“隻要能和弘曆哥哥白頭偕老,什麼位分我都不在意。”阿箬的話聽得青櫻心情愉悅,一如既往口不對心的描補,“福晉不得弘曆哥哥喜愛,又妒忌我與弘曆哥哥情深,怕我生下弘曆哥哥的孩子威脅到她的地位,這纔出手害我。”
弘曆聽牆角聽得感動,青櫻果真待他情深,竟毫不在意位分。
感動的同時,弘曆也惱怒福晉,竟敢對後院的女人下手,難怪成婚幾年了,後院竟沒什麼孕信。
他也慶幸自己有了甩鍋“坐胎葯”的機會,既然福晉自己蛇蠍心腸,他大可將青櫻日日喝“坐胎葯”還懷不上子嗣的原因歸結到福晉身上。
“格格,咱們趕緊告訴王爺,讓王爺知道福晉的惡毒,為格格做主。”阿箬說著就要往外沖,“奴婢這就去請王爺過來。”

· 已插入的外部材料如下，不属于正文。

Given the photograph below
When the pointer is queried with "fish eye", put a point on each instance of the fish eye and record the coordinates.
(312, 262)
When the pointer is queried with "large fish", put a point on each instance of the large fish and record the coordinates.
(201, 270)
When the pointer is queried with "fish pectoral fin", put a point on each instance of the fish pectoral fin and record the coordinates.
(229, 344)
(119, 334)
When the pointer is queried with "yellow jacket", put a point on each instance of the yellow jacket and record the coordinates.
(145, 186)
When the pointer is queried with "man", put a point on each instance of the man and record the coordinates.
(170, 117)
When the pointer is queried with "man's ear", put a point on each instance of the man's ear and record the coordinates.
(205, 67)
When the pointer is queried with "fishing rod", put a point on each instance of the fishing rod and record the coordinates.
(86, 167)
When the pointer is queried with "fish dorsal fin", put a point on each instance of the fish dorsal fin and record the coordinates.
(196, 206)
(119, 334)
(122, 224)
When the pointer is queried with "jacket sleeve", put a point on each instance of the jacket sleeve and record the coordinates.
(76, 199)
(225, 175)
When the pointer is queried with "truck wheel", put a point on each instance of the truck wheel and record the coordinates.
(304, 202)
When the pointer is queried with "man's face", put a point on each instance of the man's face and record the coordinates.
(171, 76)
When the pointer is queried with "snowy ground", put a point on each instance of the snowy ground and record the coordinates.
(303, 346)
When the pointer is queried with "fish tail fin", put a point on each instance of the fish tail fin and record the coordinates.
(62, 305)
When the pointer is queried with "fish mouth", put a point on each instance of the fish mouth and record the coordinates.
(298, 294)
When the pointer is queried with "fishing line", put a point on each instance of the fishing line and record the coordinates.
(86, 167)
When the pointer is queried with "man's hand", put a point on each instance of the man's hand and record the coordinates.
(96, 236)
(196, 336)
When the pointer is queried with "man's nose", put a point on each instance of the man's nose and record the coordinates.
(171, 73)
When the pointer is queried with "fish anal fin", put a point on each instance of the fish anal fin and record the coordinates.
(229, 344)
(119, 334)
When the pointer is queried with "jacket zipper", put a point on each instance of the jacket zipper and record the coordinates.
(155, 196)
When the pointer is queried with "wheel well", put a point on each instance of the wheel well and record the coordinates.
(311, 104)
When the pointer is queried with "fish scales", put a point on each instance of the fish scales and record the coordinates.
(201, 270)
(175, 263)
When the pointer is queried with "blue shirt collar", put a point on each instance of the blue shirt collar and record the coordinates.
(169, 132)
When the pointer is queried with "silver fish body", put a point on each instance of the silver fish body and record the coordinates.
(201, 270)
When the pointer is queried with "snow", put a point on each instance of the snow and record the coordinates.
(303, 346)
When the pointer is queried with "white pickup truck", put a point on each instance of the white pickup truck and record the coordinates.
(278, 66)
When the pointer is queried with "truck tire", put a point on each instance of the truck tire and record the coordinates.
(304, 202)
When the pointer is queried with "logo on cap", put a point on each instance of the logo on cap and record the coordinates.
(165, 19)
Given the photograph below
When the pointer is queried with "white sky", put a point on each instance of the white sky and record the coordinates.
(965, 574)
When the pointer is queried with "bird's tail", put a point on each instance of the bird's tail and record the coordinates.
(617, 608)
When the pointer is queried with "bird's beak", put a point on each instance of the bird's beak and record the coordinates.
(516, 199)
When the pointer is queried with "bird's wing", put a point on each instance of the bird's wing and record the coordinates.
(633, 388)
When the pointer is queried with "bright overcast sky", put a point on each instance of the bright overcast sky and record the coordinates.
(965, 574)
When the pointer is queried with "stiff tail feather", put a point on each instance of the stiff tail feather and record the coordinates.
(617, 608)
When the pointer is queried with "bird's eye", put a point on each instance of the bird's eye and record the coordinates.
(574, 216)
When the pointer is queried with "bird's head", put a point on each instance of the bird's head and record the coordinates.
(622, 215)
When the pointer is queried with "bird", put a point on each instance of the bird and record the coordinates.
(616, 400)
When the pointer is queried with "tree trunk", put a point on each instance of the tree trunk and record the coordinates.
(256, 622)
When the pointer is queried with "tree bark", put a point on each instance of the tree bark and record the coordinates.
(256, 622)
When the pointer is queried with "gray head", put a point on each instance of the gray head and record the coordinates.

“阿箬。”青櫻叫住阿箬,淡淡笑道:“福晉的不擇手段自然要讓弘曆哥哥知曉,隻是此事還需籌謀,務必要天衣無縫纔好。”
阿箬領會到青櫻的意思,不再急吼吼的往外沖。
惢心被青櫻的靈敏震懾,發出感嘆:“主兒聰慧。”
弘曆聽到這裏,心裏不太舒坦。
明明青櫻可以直接告訴他,為什麼還要籌謀?是為了什麼籌謀?
弘曆垂眸片刻,撇下心中的不快,“青櫻,我來了。”
弘曆踏入屋內,青櫻笑意盈盈的抬頭,“弘曆哥哥,你來了。”
阿箬和惢心也跟著行禮。
弘曆走到青櫻旁邊坐下,說道:“幾日沒來你院中,本王來看看你。”
青櫻溫柔地看著弘曆,兩人來來回回說了半天,青櫻始終沒有提及避孕藥物的事,弘曆忍不住迂迴提起。
“青櫻,你喝了這麼久的坐胎葯還是沒能懷上孩子,怕不是這坐胎葯不適合你,本王讓太醫重新給你開一副吧。”
青櫻冰雪聰明,瞬間意識到這是說出福晉暗害的最好時機,“弘曆哥哥,不是坐胎葯的問題,是有人害我。”
“弘曆哥哥可知,福晉在正院前廳,我們請安時坐的椅子上放了能使人不孕的麝香。”
“青櫻知道,福晉一直不平我和你的情誼,她卻隻有福晉的空殼,當初若非她從中作梗,璟和也不會斷了胎裡素,損了福氣,還被從親額娘身邊奪走。”
“福晉知道我是易孕體質,在日日吸入麝香的情況下還能生下璟和,福晉能設法奪走璟和,卻也怕我再懷上小阿哥威脅她的福晉之位。”
青櫻仰起下巴,“可惜福晉不知,青櫻隻求兩心相許,並不在意位分。”
“本想著福晉勉力維持體麵已是不易,不想讓弘曆哥哥你再對她印象更差,隻是如今青櫻不得不說,我不想讓弘曆哥哥認為是自己的問題。”
弘曆:?
……他沒認為是自己的問題啊!
青櫻為什麼不能懷孕他還不知道嗎,他從頭到尾就沒懷疑過自己的能力好嗎!
不過青櫻這麼一解釋,他心裏的不舒坦倒是消失無蹤。